Multi-step reasoning strategies (Tree-of-Thought, ReAct, RAP, FoA, ReST-MCTS*, etc.) are highly repetitive —
~50% of prompts are duplicates both within a single method execution and across methods on the same task.
Cache Saver exploits this redundancy across three practical scenarios:
Three practical scenarios using GPT-4.1-Nano across the benchmarks of Game of 24, HumanEval, and SciBench.
The figure shows Cache Saver's impact across three practical ML scenarios.
A1-Hyperparameter tuning: grid search over Tree-of-Thought configurations (tree width, depth, number of evaluations).
A2-Ablation analysis: testing three variations of the FoA algorithm (removing the selection phase, backtracking, or resampling).
A3-Benchmarking: comparing entirely different reasoning strategies (ToT, GoT, FoA).
The blue bars show the cost without Cache Saver.
The orange bars show the average cost with Cache Saver.

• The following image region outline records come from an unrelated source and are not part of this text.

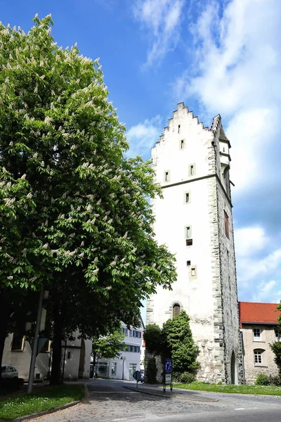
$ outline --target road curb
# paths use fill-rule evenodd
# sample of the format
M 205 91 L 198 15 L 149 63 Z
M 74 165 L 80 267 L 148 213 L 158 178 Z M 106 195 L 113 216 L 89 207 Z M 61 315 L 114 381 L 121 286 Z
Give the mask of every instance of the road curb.
M 151 392 L 151 390 L 150 392 L 148 391 L 144 391 L 143 390 L 142 390 L 141 388 L 136 388 L 135 387 L 125 387 L 125 385 L 122 385 L 123 388 L 127 388 L 128 390 L 132 390 L 133 391 L 136 391 L 136 392 L 143 392 L 143 394 L 148 394 L 150 395 L 155 395 L 159 397 L 165 397 L 165 398 L 169 398 L 169 399 L 171 399 L 172 397 L 174 397 L 175 395 L 176 395 L 176 391 L 174 391 L 172 394 L 167 392 L 166 394 L 157 394 L 156 392 Z M 170 395 L 166 395 L 167 394 L 169 394 Z M 181 395 L 181 397 L 179 397 L 178 396 Z M 178 397 L 176 397 L 178 399 L 183 399 L 183 400 L 188 400 L 190 402 L 204 402 L 204 403 L 214 403 L 216 402 L 218 402 L 218 400 L 217 399 L 208 399 L 207 397 L 186 397 L 188 395 L 185 395 L 181 392 L 178 392 Z
M 76 406 L 79 403 L 83 403 L 86 400 L 89 400 L 90 397 L 90 393 L 89 392 L 88 387 L 86 384 L 84 384 L 85 389 L 85 398 L 81 400 L 77 400 L 76 402 L 71 402 L 70 403 L 67 403 L 63 406 L 60 406 L 59 407 L 54 407 L 53 409 L 51 409 L 50 410 L 44 410 L 43 411 L 39 411 L 38 413 L 32 414 L 31 415 L 27 415 L 26 416 L 20 416 L 20 418 L 16 418 L 15 419 L 11 419 L 10 422 L 20 422 L 21 421 L 27 421 L 28 419 L 34 419 L 35 418 L 39 418 L 40 416 L 44 416 L 44 415 L 49 415 L 52 413 L 55 413 L 56 411 L 59 411 L 60 410 L 65 410 L 65 409 L 68 409 L 69 407 L 72 407 L 73 406 Z
M 135 388 L 132 387 L 125 387 L 125 385 L 122 385 L 123 388 L 126 388 L 127 390 L 131 390 L 132 391 L 136 391 L 136 392 L 142 392 L 143 394 L 148 394 L 148 395 L 156 395 L 157 397 L 165 397 L 166 399 L 171 399 L 172 396 L 167 396 L 164 394 L 157 394 L 156 392 L 150 392 L 148 391 L 144 391 L 143 390 L 138 390 L 138 388 Z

Because experiments share prompts, cached responses are reused and average cost drops significantly.
The green bars show the marginal cost, that is the added cost of incorporating one more configuration, variation, or method into the experiment.
The reuse potential depends on how similar the experiments are: hyperparameter tuning (A1) achieves the highest savings (6x lower cost, tokens, and latency) since different configurations of the same method share most prompts. Ablation analysis (A2) achieves 2.5x savings. Finally, benchmarking across different methods (A3) still achieves 2x savings, a notable finding since even structurally different reasoning strategies share significant prompt overlap. These savings are on top of existing platform-level optimizations (paged attention, KV caching, prefix sharing, etc.).